Male Infertility with Large-Headed Spermatozoa via the AURKC Gene

More than one million couples worldwide seek reproductive assistance each year (Chandra et al. 2005; Nyboe Andersen et al. 2009). In half the cases, male infertility is a major contributing factor. Common causes of male infertility include little or no sperm in the semen (i.e. azoospermia and oligozoospermia), low sperm motility (i.e. asthenozoospermia), and abnormal sperm morphology (i.e. teratozoospermia) (Cooke and Saunders 2002). Male infertility associated with large-headed, multiflagellar, polyploid spermatozoa is a classic teratozoospermia condition, characterized by a high percentage (30-100%) of bulky, irregular-shaped spermatozoa in the patient’s semen (German et al. 1981). In these patients, most spermatozoon heads have 2-4 times the normal DNA content and up to 6 distinct tails (Devillard et al. 2002). While intracytoplasmic sperm injection (ICSI) has been used to effectively treat patients exhibiting >30% large-headed spermatozoa, the pregnancy rate per transfer is low (~15%) and the risk of chromosomal abnormalities and perinatal death is higher than normal (Achard et al. 2007). As a result, the financial burdens and emotional stress of reproductive assistance is even greater for these patients.

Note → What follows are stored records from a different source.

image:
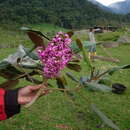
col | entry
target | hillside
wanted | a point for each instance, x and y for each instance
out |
(121, 7)
(67, 13)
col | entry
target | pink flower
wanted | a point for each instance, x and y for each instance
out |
(57, 54)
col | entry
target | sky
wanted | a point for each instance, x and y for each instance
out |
(108, 2)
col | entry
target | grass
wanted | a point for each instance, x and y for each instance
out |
(54, 109)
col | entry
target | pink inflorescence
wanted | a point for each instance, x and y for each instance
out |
(57, 54)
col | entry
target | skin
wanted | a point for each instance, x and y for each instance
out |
(26, 94)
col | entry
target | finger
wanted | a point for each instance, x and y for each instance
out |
(46, 92)
(35, 88)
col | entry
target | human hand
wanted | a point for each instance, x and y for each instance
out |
(26, 94)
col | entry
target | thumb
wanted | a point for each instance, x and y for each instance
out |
(35, 88)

In a cohort of 14 unrelated infertile men of African descent with a large-headed sperm phenotype, Dieterich and colleagues identified a homozygous cytosine (C) deletion in exon 3 (c.144delC) of the Aurora-C kinase (AURKC) gene, which encodes a conserved protein kinase responsible for chromosomal segregation during mitosis (Dieterich et al. 2007). In a subsequent study (Dieterich et al. 2009), the same group reported that of 32 patients with infertility and large-headed sperm, 31 were homozygous for the AURKC c.144delC variant while one patient was heterozygous for c.144delC and heterozygous for a novel AURKC missense variant p.Cys229Tyr. Women homozygous for c.144delC were healthy and had no problem conceiving naturally. Men heterozygous for a single AURKC variant were also unaffected. From these studies, it was estimated that, in North African populations, the allele frequency of c.144delC is ~2%, and the prevalence of AURKC-associated infertility is 1/10,000 men. Currently, the prevalence of AURKC-associated infertility in other ethnic groups is not known.

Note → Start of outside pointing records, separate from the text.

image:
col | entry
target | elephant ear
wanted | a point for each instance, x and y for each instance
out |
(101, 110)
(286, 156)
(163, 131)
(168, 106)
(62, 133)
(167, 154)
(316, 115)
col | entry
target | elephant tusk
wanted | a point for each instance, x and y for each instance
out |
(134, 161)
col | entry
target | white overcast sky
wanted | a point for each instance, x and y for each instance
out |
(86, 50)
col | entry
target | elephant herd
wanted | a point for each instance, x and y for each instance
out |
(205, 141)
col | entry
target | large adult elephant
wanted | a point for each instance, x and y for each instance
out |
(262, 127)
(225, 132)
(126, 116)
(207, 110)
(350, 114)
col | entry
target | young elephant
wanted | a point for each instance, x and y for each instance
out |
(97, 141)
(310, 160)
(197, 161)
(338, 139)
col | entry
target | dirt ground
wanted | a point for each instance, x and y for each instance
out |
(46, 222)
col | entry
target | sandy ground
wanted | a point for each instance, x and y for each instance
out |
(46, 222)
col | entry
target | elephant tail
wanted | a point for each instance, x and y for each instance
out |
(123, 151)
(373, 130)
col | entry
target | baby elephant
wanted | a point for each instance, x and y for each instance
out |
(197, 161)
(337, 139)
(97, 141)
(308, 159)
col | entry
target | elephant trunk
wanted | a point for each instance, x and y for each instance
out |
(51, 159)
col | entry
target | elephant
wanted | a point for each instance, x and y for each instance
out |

The sensitivity of this test is predicted to be nearly 100% for infertile men with a “typical” large-headed sperm phenotype (see Dieterich et al. Hum Mol Genet 18:1301-1309, 2009).

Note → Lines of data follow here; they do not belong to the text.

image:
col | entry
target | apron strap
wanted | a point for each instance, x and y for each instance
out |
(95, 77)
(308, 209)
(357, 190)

This test provides full coverage of all coding exons of the AURKC gene plus 10 bases of flanking noncoding DNA in all available transcripts along with other non-coding regions in which pathogenic variants have been identified at PreventionGenetics or reported elsewhere. We define full coverage as >20X NGS reads or Sanger sequencing. PGnome panels typically provide slightly increased coverage over the PGxome equivalent. PGnome sequencing panels have the added benefit of additional analysis and reporting of deep intronic regions (where applicable).

Dependent on the sequencing backbone selected for this testing, discounted reflex testing to any other similar backbone-based test is available (i.e., PGxome panel to whole PGxome; PGnome panel to whole PGnome).